ET AUX MOTIFS EVENTUELLEMENT ADOPTES QUE la partie requérante expose avoir accompli des heures supplémentaires depuis 2001 ce que conteste la société PROMOSAS, arguant d’un planning d’horaires fixe et d’une réclamation tardive ; que, si la preuve de l’existence d’heures supplémentaires n’incombe spécialement à aucune des parties au litige, il importe toutefois que le salarié fournisse préalablement des éléments de nature à étayer sa demande ; qu’en l’espèce, il est versé par la partie requérante des feuilles de présence signées par certains salariés mais non pas par monsieur X... de juillet à décembre 2005, au motif qu’il aurait refusé de valider un nombre d’heures qui ne correspondait pas au temps de travail effectué ; qu’il est produit une attestation de monsieur Z... qui a ensuite été rétractée ; que la société PROMOSAS ne peut se borner à soutenir que la contestation est tardive alors même qu’elle n’a pas réagi au refus de monsieur A... de signer les feuilles de présence sur la période litigieuse ; que dans ces conditions, la demande de rappel au titre des heures supplémentaires, à défaut d’éléments contraires sérieux, apparaît suffisamment étayée pour la période de travail effectif pour lesquels les feuilles de présence sont fournies (juillet-octobre soit 13 semaines) ; que la demande sera donc accueillie pour un montant ramené à 6. 720 €, outre 672 € pour les congés payés induits, le surplus étant écarté.

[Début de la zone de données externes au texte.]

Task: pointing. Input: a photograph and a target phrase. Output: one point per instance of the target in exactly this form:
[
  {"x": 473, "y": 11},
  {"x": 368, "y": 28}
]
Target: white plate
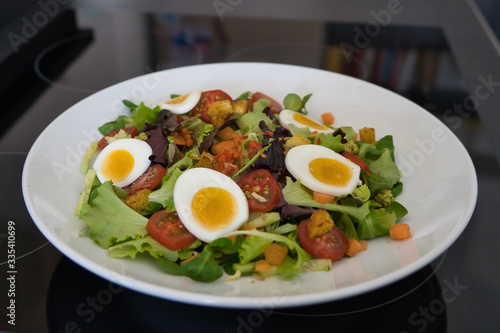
[{"x": 440, "y": 186}]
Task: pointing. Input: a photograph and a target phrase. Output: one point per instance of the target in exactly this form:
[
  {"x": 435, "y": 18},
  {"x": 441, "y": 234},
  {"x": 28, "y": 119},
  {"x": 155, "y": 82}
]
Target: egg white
[
  {"x": 193, "y": 180},
  {"x": 140, "y": 150},
  {"x": 286, "y": 118},
  {"x": 186, "y": 105},
  {"x": 297, "y": 163}
]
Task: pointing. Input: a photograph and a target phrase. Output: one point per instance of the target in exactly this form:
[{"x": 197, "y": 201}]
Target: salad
[{"x": 207, "y": 184}]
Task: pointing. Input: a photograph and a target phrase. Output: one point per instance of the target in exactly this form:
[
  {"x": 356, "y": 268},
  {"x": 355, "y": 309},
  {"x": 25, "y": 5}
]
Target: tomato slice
[
  {"x": 356, "y": 160},
  {"x": 332, "y": 245},
  {"x": 273, "y": 105},
  {"x": 149, "y": 179},
  {"x": 131, "y": 130},
  {"x": 167, "y": 229},
  {"x": 261, "y": 189},
  {"x": 207, "y": 98}
]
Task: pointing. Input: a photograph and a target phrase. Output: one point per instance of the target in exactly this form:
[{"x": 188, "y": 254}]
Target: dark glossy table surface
[{"x": 438, "y": 54}]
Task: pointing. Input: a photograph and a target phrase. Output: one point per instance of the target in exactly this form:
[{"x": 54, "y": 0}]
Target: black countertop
[{"x": 449, "y": 65}]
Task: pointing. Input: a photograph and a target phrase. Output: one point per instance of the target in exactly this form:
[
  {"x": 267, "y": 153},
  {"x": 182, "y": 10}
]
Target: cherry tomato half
[
  {"x": 273, "y": 105},
  {"x": 261, "y": 189},
  {"x": 356, "y": 160},
  {"x": 149, "y": 179},
  {"x": 331, "y": 245},
  {"x": 131, "y": 130},
  {"x": 207, "y": 98},
  {"x": 167, "y": 229}
]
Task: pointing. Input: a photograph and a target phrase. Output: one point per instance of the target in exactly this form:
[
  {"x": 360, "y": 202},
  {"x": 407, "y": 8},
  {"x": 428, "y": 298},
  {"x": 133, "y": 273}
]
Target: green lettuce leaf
[
  {"x": 203, "y": 268},
  {"x": 165, "y": 194},
  {"x": 250, "y": 121},
  {"x": 376, "y": 224},
  {"x": 302, "y": 255},
  {"x": 297, "y": 194},
  {"x": 146, "y": 244},
  {"x": 252, "y": 247},
  {"x": 111, "y": 221},
  {"x": 385, "y": 173},
  {"x": 143, "y": 114},
  {"x": 329, "y": 141}
]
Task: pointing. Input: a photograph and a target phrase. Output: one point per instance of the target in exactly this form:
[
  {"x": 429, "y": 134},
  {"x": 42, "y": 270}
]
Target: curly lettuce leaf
[
  {"x": 111, "y": 221},
  {"x": 202, "y": 268}
]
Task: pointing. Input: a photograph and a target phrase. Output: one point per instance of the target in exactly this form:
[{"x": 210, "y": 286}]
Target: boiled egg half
[
  {"x": 209, "y": 203},
  {"x": 322, "y": 170},
  {"x": 123, "y": 161},
  {"x": 184, "y": 103},
  {"x": 287, "y": 117}
]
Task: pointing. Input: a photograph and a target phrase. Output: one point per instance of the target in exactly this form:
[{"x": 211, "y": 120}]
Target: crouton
[
  {"x": 319, "y": 223},
  {"x": 138, "y": 200},
  {"x": 367, "y": 135},
  {"x": 219, "y": 111},
  {"x": 296, "y": 140}
]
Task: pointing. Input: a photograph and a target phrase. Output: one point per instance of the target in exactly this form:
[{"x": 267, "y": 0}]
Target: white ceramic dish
[{"x": 440, "y": 186}]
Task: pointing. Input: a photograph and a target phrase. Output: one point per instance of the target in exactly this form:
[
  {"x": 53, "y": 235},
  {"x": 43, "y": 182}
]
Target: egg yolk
[
  {"x": 117, "y": 165},
  {"x": 330, "y": 171},
  {"x": 213, "y": 208},
  {"x": 300, "y": 118}
]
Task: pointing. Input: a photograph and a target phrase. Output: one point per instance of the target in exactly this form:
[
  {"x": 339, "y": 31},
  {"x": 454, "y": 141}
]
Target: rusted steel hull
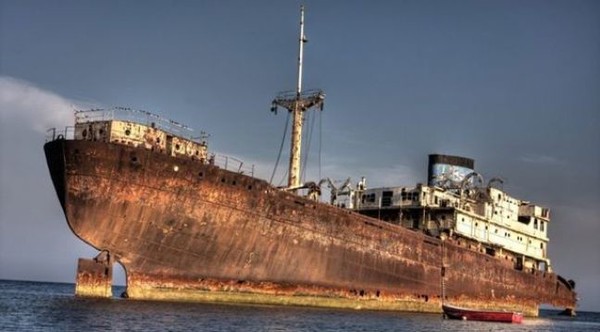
[{"x": 190, "y": 231}]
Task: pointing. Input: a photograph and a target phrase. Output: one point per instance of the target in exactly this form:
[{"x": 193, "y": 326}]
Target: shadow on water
[{"x": 42, "y": 306}]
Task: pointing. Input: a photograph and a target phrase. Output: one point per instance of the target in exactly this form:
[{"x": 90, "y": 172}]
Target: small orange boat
[{"x": 453, "y": 312}]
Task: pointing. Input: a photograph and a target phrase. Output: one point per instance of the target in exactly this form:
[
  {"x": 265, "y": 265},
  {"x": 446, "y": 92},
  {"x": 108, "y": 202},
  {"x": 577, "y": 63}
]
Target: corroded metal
[
  {"x": 94, "y": 278},
  {"x": 186, "y": 230}
]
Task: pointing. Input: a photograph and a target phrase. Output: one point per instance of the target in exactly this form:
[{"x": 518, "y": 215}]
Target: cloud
[
  {"x": 541, "y": 159},
  {"x": 22, "y": 100}
]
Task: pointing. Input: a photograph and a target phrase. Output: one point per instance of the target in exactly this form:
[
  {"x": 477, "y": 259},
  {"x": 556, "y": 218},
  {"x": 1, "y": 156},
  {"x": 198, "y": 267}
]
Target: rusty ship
[{"x": 189, "y": 225}]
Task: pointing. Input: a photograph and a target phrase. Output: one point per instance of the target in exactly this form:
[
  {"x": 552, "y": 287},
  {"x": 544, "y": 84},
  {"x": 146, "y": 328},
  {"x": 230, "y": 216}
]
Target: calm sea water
[{"x": 37, "y": 306}]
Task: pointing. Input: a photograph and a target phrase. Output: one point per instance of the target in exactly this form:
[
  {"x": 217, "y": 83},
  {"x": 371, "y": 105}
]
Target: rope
[
  {"x": 287, "y": 122},
  {"x": 320, "y": 136}
]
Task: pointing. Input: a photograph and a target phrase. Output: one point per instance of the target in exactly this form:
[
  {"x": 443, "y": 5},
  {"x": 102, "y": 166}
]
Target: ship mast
[{"x": 297, "y": 103}]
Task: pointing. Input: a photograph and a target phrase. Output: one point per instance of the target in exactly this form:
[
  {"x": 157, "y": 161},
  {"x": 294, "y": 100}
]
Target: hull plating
[{"x": 189, "y": 231}]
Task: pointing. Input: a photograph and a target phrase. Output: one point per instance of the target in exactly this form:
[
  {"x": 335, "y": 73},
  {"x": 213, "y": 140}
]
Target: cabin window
[{"x": 386, "y": 198}]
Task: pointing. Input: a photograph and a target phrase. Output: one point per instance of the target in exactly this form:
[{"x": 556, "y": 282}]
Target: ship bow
[{"x": 55, "y": 157}]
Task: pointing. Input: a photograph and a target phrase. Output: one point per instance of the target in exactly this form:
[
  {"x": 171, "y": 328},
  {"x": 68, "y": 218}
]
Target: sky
[{"x": 514, "y": 85}]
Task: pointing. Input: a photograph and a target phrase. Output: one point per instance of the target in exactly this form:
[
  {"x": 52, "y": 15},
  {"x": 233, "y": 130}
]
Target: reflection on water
[{"x": 30, "y": 306}]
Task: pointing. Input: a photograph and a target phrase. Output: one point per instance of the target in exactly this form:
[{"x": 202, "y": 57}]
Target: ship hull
[{"x": 189, "y": 231}]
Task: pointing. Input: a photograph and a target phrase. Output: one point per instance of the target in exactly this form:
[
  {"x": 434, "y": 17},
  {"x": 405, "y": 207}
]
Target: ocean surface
[{"x": 38, "y": 306}]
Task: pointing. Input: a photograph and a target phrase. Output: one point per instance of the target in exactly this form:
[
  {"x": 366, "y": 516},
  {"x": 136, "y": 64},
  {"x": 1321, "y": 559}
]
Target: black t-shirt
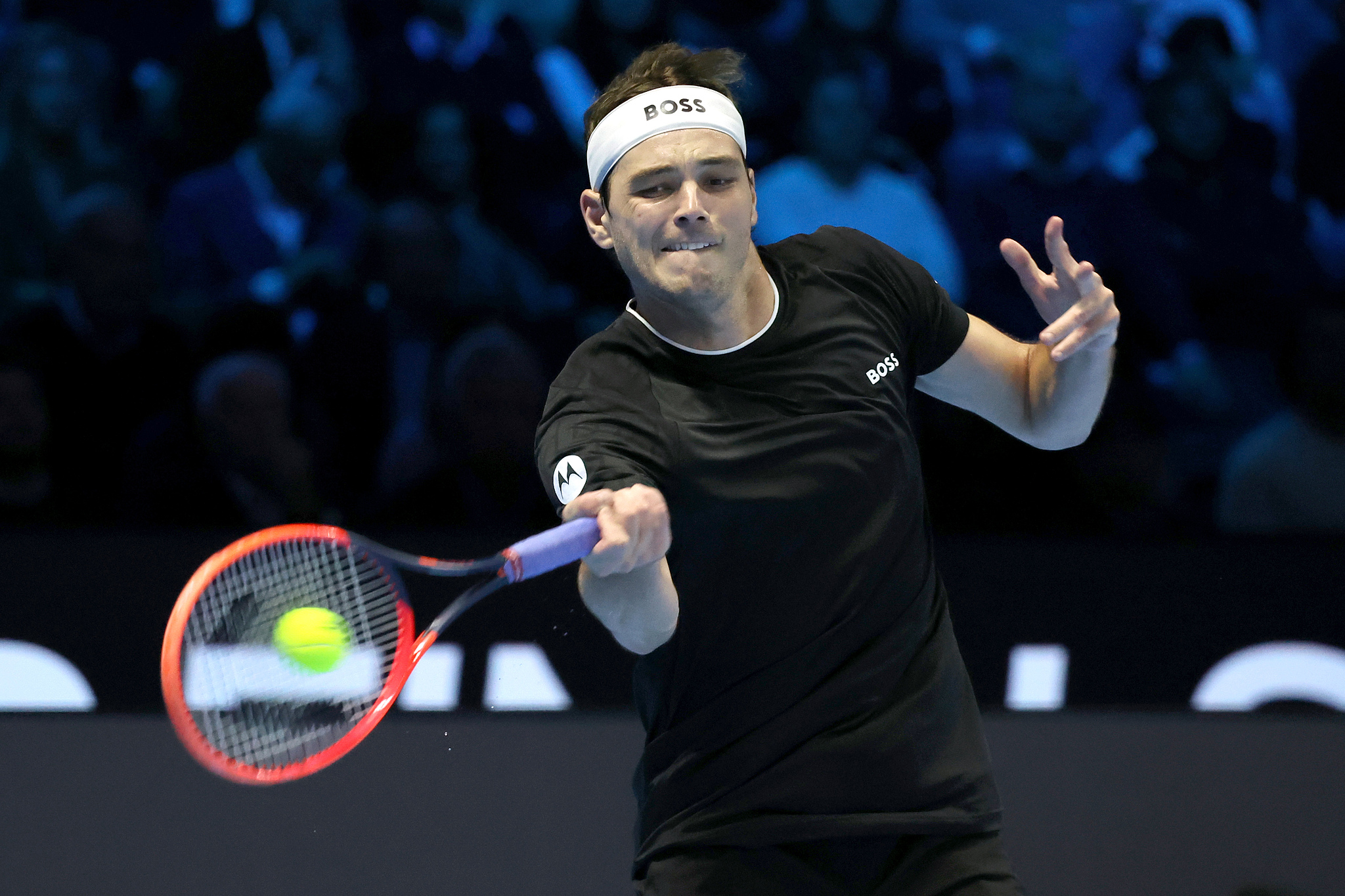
[{"x": 813, "y": 687}]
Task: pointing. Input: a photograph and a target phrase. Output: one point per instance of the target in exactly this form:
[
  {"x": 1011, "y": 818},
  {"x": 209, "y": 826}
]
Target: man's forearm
[
  {"x": 639, "y": 608},
  {"x": 1064, "y": 398}
]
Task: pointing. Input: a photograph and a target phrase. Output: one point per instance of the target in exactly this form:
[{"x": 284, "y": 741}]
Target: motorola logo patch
[{"x": 569, "y": 477}]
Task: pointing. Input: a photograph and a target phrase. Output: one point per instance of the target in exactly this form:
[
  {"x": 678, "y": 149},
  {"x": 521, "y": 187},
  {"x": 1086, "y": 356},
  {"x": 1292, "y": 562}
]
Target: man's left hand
[{"x": 1080, "y": 312}]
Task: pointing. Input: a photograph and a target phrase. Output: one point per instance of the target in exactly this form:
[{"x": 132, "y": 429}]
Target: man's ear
[{"x": 595, "y": 218}]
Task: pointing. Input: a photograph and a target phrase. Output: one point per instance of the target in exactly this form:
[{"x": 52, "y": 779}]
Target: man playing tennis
[{"x": 811, "y": 729}]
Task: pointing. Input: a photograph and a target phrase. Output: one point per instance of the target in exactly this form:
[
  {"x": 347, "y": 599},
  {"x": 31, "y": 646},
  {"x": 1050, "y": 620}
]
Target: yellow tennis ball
[{"x": 314, "y": 637}]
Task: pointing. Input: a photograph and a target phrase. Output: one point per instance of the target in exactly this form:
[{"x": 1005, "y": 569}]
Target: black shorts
[{"x": 911, "y": 865}]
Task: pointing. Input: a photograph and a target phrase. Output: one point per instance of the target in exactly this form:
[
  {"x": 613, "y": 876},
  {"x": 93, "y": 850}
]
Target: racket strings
[{"x": 250, "y": 703}]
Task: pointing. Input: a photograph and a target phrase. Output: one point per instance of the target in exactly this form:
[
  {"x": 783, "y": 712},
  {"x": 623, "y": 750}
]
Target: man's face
[{"x": 681, "y": 215}]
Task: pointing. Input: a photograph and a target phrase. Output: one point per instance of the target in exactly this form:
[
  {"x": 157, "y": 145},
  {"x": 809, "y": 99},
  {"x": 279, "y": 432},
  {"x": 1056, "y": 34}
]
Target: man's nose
[{"x": 690, "y": 207}]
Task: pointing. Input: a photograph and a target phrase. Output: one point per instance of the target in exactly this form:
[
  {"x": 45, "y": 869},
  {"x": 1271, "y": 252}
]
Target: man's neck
[{"x": 712, "y": 323}]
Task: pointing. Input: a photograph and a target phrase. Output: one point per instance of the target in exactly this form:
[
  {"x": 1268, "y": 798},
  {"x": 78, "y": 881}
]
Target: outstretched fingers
[
  {"x": 1057, "y": 250},
  {"x": 1032, "y": 277},
  {"x": 1090, "y": 322}
]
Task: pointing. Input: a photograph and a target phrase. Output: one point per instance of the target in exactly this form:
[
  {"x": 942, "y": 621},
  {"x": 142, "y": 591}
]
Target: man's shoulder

1°/ ALORS QUE les juges ne peuvent dénaturer les éléments de preuve ; que dans son attestation de juin 2006, Monsieur Z... attestait que Monsieur X... arrivait une heure et quart avant l’ouverture, vers 7h45, et repartait après 20 heures, prenant ses pauses de 12h à 13h ; que dans son attestation de septembre 2006, Monsieur Z... ne revenait nullement sur ces déclarations relatives à l’amplitude des horaires de travail de Monsieur X... mais se bornait à indiquer sans se contredire que : « Monsieur X... m’a demandé pendant 3 mois de lui faire (un courrier) disant qu’il était là tous les jours. (...). Comment pourrais savoir qu’il était (là) tous les jours puisque moi même je ne suis pas là toute la journée » ; qu’il s’ensuit que dénature les termes clairs et précis des attestations de Monsieur Z... et viole le principe susvisé et l’article 1134 du Code civil l’arrêt attaqué qui retient que la demande du salarié en paiement d’heures supplémentaires n’est pas suffisamment étayée pour la période antérieure à juillet 2005 « en présence des attestations contradictoires de Monsieur Z... ».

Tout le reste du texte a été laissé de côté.